Recombinant Reg3α Protein Protects Against Streptozotocin-Induced β-cell Damage and Diabetes

Abstract

Regenerating (Reg) proteins have been identified as putative trophic factors, which are involved in pancreatic tissue regeneration and neogenesis. Our recent research found that recombinant Reg3α protein (rReg3α) protects against experimental, acute pancreatitis by alleviating pancreatic acinar cell necrosis and apoptosis. In order to further investigate the potential role of rReg3α in promoting islet β-cell survival against streptozotocin(STZ)-triggered cell death, rReg3α was directly administrated in MIN6 insulinoma cells and STZ-induced type 1 diabetes.
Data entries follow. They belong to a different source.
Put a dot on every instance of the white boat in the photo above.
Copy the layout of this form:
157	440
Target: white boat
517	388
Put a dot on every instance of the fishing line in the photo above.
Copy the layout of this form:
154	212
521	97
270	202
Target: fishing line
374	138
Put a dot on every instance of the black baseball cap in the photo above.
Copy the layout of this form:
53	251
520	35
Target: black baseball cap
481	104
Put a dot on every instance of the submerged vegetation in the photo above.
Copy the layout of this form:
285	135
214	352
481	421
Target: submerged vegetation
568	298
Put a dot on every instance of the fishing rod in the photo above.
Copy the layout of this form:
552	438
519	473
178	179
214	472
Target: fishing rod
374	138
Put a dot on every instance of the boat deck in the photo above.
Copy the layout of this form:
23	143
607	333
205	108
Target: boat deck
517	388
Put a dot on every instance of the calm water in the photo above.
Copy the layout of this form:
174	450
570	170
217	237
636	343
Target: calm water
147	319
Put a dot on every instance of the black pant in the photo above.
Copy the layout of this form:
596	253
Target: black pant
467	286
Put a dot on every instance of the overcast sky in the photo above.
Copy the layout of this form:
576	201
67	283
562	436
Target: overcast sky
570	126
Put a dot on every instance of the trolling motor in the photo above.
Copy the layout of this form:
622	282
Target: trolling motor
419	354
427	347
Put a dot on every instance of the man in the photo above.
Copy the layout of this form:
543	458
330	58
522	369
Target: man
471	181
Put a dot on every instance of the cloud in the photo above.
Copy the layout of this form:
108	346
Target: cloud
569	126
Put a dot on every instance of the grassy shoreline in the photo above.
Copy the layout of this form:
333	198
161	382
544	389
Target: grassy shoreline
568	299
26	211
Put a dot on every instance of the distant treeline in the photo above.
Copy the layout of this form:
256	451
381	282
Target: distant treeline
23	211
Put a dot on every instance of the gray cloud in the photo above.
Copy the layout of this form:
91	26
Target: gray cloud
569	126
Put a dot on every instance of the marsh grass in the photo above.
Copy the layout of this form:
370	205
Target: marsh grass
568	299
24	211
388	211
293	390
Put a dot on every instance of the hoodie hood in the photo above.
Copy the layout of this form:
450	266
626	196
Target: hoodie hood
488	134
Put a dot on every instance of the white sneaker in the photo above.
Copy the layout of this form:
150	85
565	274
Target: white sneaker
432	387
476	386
Our results demonstrate that rReg3α stimulated MIN6 cell proliferation through Erk1/2 phosphorylation and cyclinD1/CDK4 upregulation mediated by Akt/ATF-2 signaling. Furthermore, it ameliorated STZ-induced cell death via enhanced Bcl-2 and Bcl-xL expression caused by Akt activation and reduced Caspase-3 cleavage. The administration of exogenous rReg3α partially prevented STZ-induced hyperglycemia and weight loss, and totally prevented animal death. The superiority of rReg3α in preserving insulin content and islet β- cell mass, and putatively promoting the regeneration of insulin positive cell clusters suggested its therapeutic potential against diabetes mellitus.